Not sure what you mean there

> The bedroom tax has been operating for many years for everyone except those
> in council houses and housing association properties.

Or there

------
meerita
Here a fellow hacker from Barcelona.

I rented a loft for 6620€/year. It's mint condition and it's in the outskirts
of Barcelona. I'm 12 min in subway to the plaza Catalonia and in 7 min using
the train or 20 mins in bus. To be honest, I would never never again will rent
in the centre of the city. It's expensive and all buildings are antique,
without the proper commodities.

If you want to come Barcelona, check the outskirts, get a scooter or enjoy the
Barcelona transportation system.
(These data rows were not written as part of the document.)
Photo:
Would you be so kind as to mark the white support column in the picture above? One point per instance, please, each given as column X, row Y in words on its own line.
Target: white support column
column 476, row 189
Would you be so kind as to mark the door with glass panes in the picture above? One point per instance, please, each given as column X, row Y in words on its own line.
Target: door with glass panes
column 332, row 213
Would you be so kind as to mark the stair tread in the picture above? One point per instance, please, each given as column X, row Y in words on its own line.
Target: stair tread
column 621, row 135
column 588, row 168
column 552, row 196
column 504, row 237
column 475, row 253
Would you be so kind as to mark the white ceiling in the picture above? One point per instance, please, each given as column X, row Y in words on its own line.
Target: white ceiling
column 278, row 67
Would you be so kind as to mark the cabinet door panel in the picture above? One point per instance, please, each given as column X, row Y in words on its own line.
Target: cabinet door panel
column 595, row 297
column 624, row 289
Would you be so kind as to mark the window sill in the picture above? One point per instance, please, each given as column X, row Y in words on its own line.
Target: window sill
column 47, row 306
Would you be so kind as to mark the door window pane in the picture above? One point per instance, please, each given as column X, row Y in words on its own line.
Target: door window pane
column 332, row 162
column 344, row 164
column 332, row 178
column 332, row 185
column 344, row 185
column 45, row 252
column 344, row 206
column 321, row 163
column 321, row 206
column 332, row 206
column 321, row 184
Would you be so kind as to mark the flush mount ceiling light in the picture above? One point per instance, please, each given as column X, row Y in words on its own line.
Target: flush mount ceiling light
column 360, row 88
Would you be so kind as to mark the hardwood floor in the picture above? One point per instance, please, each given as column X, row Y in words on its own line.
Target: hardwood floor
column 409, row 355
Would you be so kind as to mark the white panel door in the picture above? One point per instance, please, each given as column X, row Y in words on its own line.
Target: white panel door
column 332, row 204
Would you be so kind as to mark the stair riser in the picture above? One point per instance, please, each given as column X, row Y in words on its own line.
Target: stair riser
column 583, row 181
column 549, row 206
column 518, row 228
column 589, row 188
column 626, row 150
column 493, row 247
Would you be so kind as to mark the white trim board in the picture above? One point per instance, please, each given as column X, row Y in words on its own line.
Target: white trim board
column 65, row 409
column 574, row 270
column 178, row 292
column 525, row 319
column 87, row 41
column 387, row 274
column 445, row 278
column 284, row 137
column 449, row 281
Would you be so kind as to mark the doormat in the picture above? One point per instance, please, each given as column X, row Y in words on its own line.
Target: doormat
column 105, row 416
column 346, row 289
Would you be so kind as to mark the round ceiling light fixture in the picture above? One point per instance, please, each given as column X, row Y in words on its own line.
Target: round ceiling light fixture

It's wonderful.

I want to add some more info about living in Barcelona.

The weather is magnifique. It barely rains all the year. You can go mountains
withing 2h car travel if you want to enjoy the snow in winter.

Eating can be really cheap IF you go to the supermarket, buy all the meals and
cook yourself like I do, I saved 300€/month doing this instead eating outside.
If you can compile rails, you can be a chef, :). I do buy the meals and stuff
for around 90€/month. That includes the 40lts of water i buy. Then daily i try
to buy meat, fish or vegetables for the week and it cost me no more than 220€
month.

I pay 90 euros electricity, 30 gas and 40 water every 2 months. 60 euros for
100mbit fiber connection + phone and mobile and that's all.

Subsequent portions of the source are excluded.